The next morning he was at the lake before dawn, and saw cold ripples on the water and a cloud on the highest of the hills. But as the light overcame the cloud and began to warm the ripples, he saw some of his cattle in danger on the steep side of the lake, where the rains run almost perpendicularly down to the margin and cut weals of naked red earth in the mountain-side. And as he was running round to the cattle, he saw the girl upon the water, and again held out his hand to offer his unbaked dough. Again she refused, and said:

"O thou of the moist bread,

I will not have thee."

Then, with smiles, she disappeared.

The youth told his second adventure to his mother, and she advised him to take slightly baked bread. The Welsh have a proverb: "Better is cookery than kingship"; and she being skilled with the oven, baked him the bread.

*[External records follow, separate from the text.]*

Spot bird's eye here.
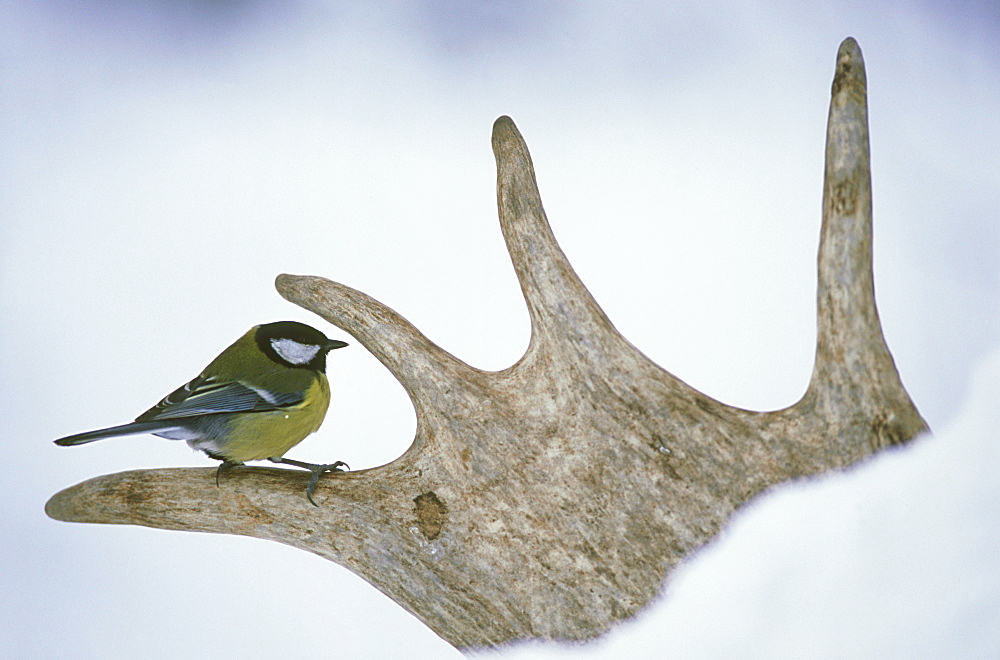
[271,339,320,364]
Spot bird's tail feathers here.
[55,420,177,447]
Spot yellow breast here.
[218,374,330,463]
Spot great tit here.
[55,321,347,505]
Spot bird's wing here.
[135,376,303,422]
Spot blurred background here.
[0,0,1000,658]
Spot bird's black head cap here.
[254,321,347,371]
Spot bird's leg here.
[267,456,351,506]
[215,458,243,487]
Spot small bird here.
[55,321,347,506]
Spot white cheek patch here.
[271,339,320,364]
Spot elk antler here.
[46,39,927,648]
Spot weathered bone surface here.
[46,39,926,649]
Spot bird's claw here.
[267,456,351,506]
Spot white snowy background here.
[0,0,1000,658]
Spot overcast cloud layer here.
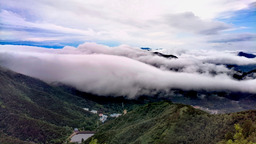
[0,0,256,52]
[0,43,256,98]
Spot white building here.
[110,113,122,118]
[100,114,108,123]
[91,110,97,114]
[83,108,89,111]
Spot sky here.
[0,0,256,98]
[0,0,256,52]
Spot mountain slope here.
[87,102,256,144]
[0,67,101,143]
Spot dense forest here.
[85,102,256,144]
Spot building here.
[70,131,95,144]
[83,108,89,111]
[124,109,127,115]
[110,113,122,118]
[91,110,97,114]
[74,128,79,133]
[100,114,108,123]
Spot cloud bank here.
[0,43,256,98]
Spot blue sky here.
[0,0,256,51]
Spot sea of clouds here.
[0,43,256,98]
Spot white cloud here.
[0,43,256,98]
[1,0,255,49]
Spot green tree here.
[219,124,255,144]
[89,138,98,144]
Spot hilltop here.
[85,101,256,144]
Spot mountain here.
[153,52,178,59]
[0,67,102,144]
[237,52,256,58]
[85,101,256,144]
[0,67,156,144]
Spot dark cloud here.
[209,33,256,43]
[0,43,256,98]
[165,12,232,35]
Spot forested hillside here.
[0,68,101,143]
[85,102,256,144]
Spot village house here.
[91,110,98,114]
[100,114,108,123]
[110,113,122,118]
[83,108,89,111]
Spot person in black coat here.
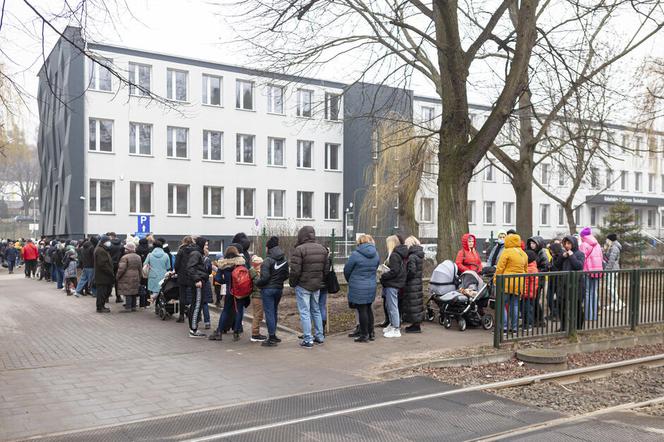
[401,236,424,333]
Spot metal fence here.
[494,268,664,347]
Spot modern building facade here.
[39,27,664,249]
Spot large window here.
[202,74,221,106]
[129,181,152,213]
[267,189,286,218]
[88,180,113,213]
[166,69,189,101]
[203,130,224,161]
[203,186,224,216]
[235,187,256,217]
[166,126,189,158]
[129,123,152,155]
[129,63,152,97]
[325,193,339,219]
[267,137,286,166]
[235,80,254,110]
[87,58,113,92]
[325,92,341,121]
[168,184,189,215]
[88,118,113,152]
[297,89,314,117]
[235,134,256,164]
[297,140,314,169]
[297,191,314,219]
[325,143,340,170]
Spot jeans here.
[584,276,599,321]
[261,288,283,336]
[295,286,325,342]
[383,287,401,328]
[76,267,97,295]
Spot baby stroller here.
[154,273,180,321]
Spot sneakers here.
[251,333,267,342]
[189,330,207,338]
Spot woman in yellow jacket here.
[494,234,528,333]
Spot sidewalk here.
[0,269,491,440]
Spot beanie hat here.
[265,236,279,250]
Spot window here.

The next morning he was again at the lake. The cold ripples turned to gold and then to silver, and the cloud left the mountain; and he saw the wind making grey O's and V's on the water, until it was almost evening, and behind him the oak trees in the Sawdde valley gleamed where his homeward way would be, when he saw several cows walking on the water, and then the girl moving towards him. He ran forward into the water; he held out the bread, and she took it, and promised to marry him on the condition that he should not give her three causeless blows; if he did, she would disappear. Suddenly she left him, and he would have cast himself in with despair, if she had not returned with another as beautiful and in the same way, together with a majestic, tall, and hoary man, who promised to bestow the girl upon him if he could distinguish her.

So the two girls stood before him; and the youth, casting down his eyes in thought and perplexity, saw one thrust her little foot forward, and he noticed how her sandals were tied, because he had before studied the beauty of her ankles and feet; and he chose rightly. The old man promised that they should have as many cattle, horses, sheep, and goats as she could count of each without drawing breath. The girl counted quickly, 1, 2, 3, 4, 5, 1, 2, 3, 4, 5, and so on, and all the beasts came up from the lake; and the young man went with the girl and married her, and lived at Esgair Llaethdy beyond Blaensawdde, and there she bore him three sons.

IN THE WOODS, BERWYN

But one day, when they were to go together to a christening, she was reluctant, saying that it was too far to walk; and he bade her take a horse. She asked for her gloves, and when he returned with them, he found her still delaying, and flicked her shoulder with one and said pettingly, "Go, go." And she reminded him that he had given her a causeless blow.